1. A thread feeding device (1) for feeding thread (F) into a textile machine, comprising a support unit (2), a thread feeding wheel (4), and at least one thread guiding device designed to guide the thread (F) fed by the thread feeding wheel (4), and The device has at least one line sensing rod designed as an outlet sensor (22), which is rotatably mounted on the support unit (2) and designed to pivot from an operating position to a switching position, in which the outlet sensor (22) is held by a line (F). It has a spring element and a locking unit, the spring element being designed as a stop element, and the spring element and locking unit being disposed on the support unit (2). The movement of the outlet sensor (22) in or near the operating position or in or near the switching position is limited by a spring element, and the outlet sensor (22) can be locked by a locking unit. Its features The spring element is designed to form a locking unit together with the locking element (27) of the outlet sensor (22), wherein the locking element (27) is arranged in the mounting area of ​​the outlet sensor (22), and wherein one end of the spring element is fixed to the support unit (2), and in operation, i.e. in the operating position or in the switching position, the other end of the spring element is arranged in front of the locking element (27). The spring element is designed to elastically deform through the locking element (27) and slide behind the locking element (27) when the outlet sensor (22) is manually moved to the locking position, which is located near the operating position or the switching position.

2. The wire feeding device (1) according to claim 1, characterized in that, The spring element is designed as a spring wire (30), the first end of which is fixed to the support unit (2), and the second end of which is arranged in front of the locking element (27) in operation, i.e. in the operating position or in the switching position.

3. The wire feeding device (1) according to claim 2, characterized in that, The spring wire (30) has a U-shaped shape and has a first leg section (31), a middle section and a second leg section (32), wherein the first end of the first leg section (31) is fixed to the support unit (2) and the second end of the second leg section (32) is arranged on the support unit (2) under pretension, wherein the second end has a contact section (32a) which is bent parallel to the middle section and arranged in operation in front of the tip of the locking element (27).

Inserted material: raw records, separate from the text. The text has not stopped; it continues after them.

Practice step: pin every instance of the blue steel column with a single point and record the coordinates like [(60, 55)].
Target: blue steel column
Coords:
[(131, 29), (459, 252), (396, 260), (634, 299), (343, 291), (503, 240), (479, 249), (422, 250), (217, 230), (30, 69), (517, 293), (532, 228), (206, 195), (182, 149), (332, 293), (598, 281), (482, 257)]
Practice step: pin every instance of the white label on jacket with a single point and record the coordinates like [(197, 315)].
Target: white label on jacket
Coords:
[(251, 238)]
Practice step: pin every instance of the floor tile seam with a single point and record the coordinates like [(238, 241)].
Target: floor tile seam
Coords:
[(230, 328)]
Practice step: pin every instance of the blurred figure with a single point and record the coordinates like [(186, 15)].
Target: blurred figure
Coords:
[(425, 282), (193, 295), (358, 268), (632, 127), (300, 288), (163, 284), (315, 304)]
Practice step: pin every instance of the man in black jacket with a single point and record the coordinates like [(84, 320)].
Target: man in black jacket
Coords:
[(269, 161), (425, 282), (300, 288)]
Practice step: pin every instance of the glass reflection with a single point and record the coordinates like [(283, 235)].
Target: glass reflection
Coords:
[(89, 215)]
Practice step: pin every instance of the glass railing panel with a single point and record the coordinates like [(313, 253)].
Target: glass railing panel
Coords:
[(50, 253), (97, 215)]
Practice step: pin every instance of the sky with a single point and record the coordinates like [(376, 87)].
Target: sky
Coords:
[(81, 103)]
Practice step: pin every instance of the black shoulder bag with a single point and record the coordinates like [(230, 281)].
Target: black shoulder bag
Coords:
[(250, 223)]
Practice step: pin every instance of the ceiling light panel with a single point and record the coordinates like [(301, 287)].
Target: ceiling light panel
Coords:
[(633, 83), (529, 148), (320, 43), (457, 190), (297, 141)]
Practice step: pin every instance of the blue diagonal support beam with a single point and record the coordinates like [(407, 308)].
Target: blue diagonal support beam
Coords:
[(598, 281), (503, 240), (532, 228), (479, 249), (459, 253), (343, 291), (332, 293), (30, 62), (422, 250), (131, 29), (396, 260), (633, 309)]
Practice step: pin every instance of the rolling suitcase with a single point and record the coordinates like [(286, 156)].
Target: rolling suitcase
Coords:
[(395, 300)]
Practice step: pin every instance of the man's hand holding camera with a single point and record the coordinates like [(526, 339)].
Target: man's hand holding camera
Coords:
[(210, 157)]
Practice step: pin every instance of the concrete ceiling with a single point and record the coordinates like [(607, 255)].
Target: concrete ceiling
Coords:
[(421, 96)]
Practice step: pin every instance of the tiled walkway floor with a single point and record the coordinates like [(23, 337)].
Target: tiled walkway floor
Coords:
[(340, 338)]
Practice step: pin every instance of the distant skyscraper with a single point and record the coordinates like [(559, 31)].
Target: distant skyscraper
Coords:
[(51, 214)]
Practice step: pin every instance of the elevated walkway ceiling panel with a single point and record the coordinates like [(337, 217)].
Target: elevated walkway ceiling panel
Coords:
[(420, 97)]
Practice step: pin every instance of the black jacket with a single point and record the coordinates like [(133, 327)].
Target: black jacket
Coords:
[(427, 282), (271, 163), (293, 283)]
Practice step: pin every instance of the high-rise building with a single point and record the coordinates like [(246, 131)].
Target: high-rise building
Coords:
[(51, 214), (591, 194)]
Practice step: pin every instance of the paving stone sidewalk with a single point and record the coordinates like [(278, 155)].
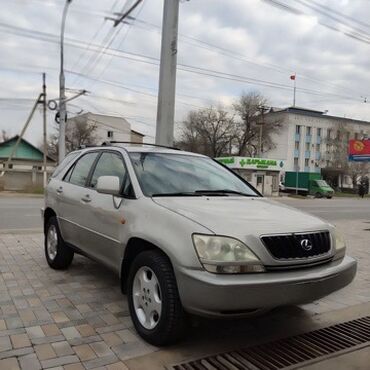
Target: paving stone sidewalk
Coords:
[(72, 320), (78, 319)]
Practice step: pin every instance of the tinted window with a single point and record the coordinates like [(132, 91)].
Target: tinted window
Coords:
[(174, 173), (66, 161), (111, 164), (79, 173)]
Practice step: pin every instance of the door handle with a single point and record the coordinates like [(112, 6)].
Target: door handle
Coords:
[(86, 198)]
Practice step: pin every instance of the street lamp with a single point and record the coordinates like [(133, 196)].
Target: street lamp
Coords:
[(62, 104)]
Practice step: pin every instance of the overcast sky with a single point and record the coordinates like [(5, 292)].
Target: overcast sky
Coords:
[(252, 44)]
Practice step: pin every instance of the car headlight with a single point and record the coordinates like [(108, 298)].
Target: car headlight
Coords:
[(340, 244), (224, 255)]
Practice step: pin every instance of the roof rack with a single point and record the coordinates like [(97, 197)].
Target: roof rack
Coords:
[(105, 143)]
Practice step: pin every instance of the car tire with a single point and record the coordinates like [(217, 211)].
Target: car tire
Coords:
[(152, 287), (58, 255)]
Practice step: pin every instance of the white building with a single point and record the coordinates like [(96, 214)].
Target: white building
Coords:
[(302, 141), (109, 128)]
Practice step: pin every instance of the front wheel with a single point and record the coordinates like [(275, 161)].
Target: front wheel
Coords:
[(153, 298), (58, 255)]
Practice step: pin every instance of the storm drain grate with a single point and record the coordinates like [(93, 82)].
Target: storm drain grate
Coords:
[(288, 352)]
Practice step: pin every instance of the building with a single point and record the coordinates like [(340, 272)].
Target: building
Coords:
[(25, 171), (307, 140), (263, 174), (109, 128)]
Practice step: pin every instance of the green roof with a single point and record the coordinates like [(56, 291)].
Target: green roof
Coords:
[(25, 150)]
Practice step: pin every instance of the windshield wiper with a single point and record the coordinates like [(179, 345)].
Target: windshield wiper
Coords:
[(223, 192), (179, 194)]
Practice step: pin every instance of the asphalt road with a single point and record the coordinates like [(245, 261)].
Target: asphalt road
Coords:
[(20, 212), (23, 212)]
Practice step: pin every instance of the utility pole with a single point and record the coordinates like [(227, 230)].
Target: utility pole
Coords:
[(62, 104), (167, 74), (45, 179), (262, 110)]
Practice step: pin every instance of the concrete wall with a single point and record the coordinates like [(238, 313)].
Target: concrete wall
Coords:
[(22, 180)]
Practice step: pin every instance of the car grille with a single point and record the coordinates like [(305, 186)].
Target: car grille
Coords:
[(295, 246)]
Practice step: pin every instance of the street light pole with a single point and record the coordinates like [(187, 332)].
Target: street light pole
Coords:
[(167, 74), (62, 104)]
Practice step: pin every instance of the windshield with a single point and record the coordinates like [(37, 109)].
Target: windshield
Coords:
[(321, 183), (180, 174)]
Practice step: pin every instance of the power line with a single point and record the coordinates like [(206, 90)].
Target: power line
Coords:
[(121, 41)]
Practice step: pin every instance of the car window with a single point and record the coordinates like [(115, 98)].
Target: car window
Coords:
[(177, 173), (80, 171), (111, 164), (66, 161)]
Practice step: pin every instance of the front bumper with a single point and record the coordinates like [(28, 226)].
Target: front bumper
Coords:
[(209, 294)]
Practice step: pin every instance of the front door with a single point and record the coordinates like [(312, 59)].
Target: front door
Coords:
[(71, 200), (105, 221)]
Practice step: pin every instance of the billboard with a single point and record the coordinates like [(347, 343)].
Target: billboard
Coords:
[(359, 150)]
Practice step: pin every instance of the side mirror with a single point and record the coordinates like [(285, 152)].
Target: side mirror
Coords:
[(108, 185)]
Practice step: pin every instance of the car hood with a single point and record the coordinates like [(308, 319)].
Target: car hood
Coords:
[(241, 216)]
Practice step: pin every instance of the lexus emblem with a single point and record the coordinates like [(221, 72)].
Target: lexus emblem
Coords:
[(306, 244)]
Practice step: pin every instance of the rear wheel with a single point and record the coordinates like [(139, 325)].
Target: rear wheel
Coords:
[(58, 255), (153, 298)]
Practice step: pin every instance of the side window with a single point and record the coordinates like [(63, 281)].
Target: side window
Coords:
[(111, 164), (66, 161), (80, 171)]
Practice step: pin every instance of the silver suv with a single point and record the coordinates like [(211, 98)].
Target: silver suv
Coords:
[(187, 235)]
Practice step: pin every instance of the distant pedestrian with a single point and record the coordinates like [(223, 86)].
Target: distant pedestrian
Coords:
[(361, 189)]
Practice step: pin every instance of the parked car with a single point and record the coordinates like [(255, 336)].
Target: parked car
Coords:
[(187, 235)]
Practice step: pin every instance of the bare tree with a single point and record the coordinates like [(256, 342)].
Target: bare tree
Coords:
[(250, 109), (208, 131), (78, 133)]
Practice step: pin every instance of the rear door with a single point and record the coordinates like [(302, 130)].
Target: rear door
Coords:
[(72, 198), (106, 217)]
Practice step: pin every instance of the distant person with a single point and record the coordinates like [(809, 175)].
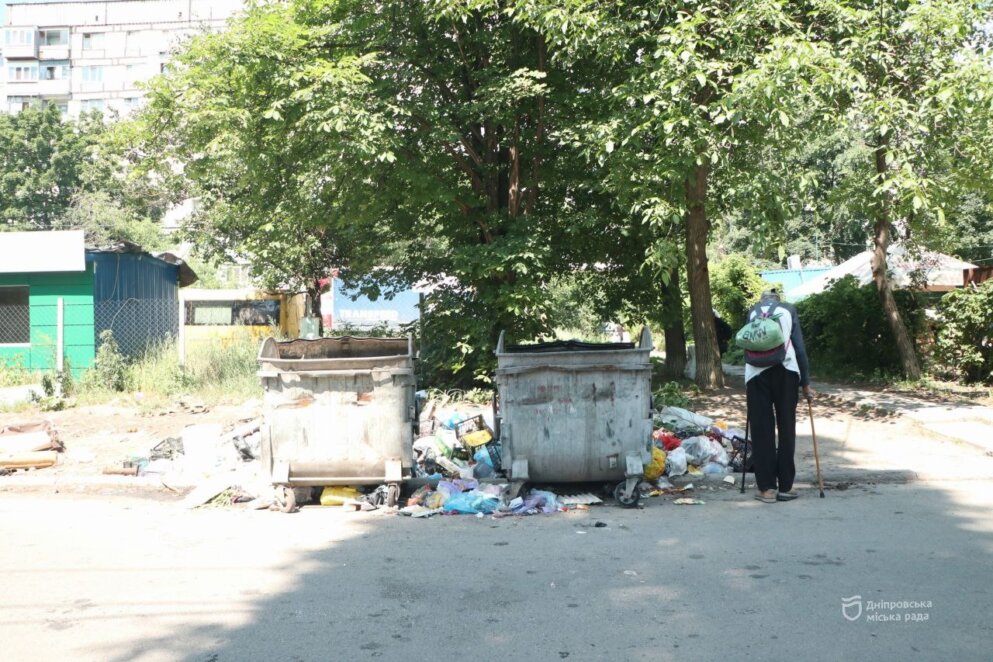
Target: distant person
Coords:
[(773, 394), (724, 333)]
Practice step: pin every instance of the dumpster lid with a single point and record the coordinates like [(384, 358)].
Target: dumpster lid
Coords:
[(562, 346), (339, 347), (567, 346)]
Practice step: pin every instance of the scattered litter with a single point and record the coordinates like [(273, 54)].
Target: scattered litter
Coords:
[(585, 499), (29, 446)]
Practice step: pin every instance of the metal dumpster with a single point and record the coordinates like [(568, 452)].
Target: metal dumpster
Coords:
[(337, 411), (576, 412)]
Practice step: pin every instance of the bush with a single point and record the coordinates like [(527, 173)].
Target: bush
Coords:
[(735, 285), (847, 334), (110, 367), (965, 334)]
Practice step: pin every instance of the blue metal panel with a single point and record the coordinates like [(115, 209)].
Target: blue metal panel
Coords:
[(136, 296)]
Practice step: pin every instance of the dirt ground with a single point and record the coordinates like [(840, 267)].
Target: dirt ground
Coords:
[(96, 437), (869, 444)]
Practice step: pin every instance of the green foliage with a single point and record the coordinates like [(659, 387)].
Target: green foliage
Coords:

4. The wire feeding device (1) according to claim 3, characterized in that, The first leg segment (31) and the second leg segment (32) extend horizontally during installation, and the middle segment has two connecting sections (33a, 33b), one of which extends vertically from one of the first leg segment (31) and the second leg segment (32), and the other connecting section extends horizontally.

5. The wire feeding device (1) according to claim 4, characterized in that, The second leg segment (32) is configured to move in the horizontal direction.

6. The wire feeding device (1) according to any one of claims 1 to 5, characterized in that, The outlet sensor (22) has two legs (23, 24), one end of which has an inclined section (23a, 24a). The two legs are mounted on the support unit (2) and connected by a cylindrical plastic body (25) extending along the axis of rotation (A). The two legs (23, 24) are connected at their opposite ends by a line guide element in the form of a web (26), and a locking element (27) is formed as a protrusion (29) on the plastic body (25).

7. The wire feeding device (1) according to any one of claims 1 to 5, wherein an additional stop element is provided, said additional stop element being formed of a wire guiding element designed as a wire exit element (21) and disposed downstream of the exit sensor (22) in the wire running direction, characterized in that, The locking position is set next to the operating position (I), and the locking element (27) of the outlet sensor (22) is set relative to the outlet element (21) such that when the outlet sensor (22) moves to the locking position, the outlet element (21) first elastically deforms through the outlet sensor (22), and then the spring element slides behind the locking element (27).